A tooth is composed of enamel, pulp and dentin, which comprises approximately 90 percent of the tooth, and is made up of millions of tubules that connect the pulp to the enamel, notes Dr. Vizcarra. These tubules can house a plethora of bacteria, yeast and fungi, but neither the immune system or antibiotics can get inside these tubules to kill the bacteria.

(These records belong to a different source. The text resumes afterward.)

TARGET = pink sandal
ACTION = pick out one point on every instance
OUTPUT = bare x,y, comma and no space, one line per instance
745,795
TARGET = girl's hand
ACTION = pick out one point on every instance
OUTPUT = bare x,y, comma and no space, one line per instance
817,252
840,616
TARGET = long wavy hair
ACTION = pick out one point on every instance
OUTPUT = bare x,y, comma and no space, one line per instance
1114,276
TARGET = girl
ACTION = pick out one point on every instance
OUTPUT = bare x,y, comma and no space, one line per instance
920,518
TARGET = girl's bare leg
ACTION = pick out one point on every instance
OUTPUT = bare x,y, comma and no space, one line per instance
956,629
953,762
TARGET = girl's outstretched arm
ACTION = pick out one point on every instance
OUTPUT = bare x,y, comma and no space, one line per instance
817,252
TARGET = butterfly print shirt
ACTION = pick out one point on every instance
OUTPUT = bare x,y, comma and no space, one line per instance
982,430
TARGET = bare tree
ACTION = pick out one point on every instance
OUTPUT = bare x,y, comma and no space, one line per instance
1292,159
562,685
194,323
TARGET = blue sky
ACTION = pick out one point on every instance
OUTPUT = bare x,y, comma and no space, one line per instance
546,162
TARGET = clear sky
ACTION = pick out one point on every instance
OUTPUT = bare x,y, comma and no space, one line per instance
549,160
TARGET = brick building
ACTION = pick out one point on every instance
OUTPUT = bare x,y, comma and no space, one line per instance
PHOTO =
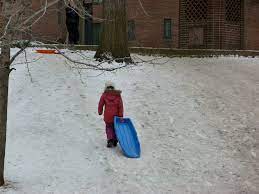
211,24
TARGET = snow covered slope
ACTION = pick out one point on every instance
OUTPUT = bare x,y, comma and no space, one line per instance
196,120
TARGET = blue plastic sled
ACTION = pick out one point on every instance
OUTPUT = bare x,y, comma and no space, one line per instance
127,137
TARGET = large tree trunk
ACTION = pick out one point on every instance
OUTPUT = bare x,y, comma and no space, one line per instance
114,36
4,77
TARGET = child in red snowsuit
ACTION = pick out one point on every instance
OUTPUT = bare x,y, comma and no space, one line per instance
112,101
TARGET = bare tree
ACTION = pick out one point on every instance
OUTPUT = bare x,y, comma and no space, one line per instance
18,18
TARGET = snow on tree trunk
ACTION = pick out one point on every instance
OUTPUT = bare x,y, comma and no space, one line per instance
4,78
114,36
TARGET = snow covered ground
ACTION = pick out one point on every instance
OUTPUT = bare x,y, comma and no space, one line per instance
197,121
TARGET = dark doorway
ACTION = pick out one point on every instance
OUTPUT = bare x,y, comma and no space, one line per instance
89,24
72,23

The bacteria left behind in the tooth can create thio-ethers, thio-ethanols and mercaptans, which are highly toxic substances.
A root canal essentially kills the tooth, which leads to a lack of blood circulation and lympathic drainage at the site of the dead tooth, states Dr. Vizcarra. As a result, any bacteria and toxins in the dead tooth must drain down into the jaw bone and from there to the rest of the body, as they have nowhere else to go, resulting in infection and potential bone loss in the jaw and other parts of the body.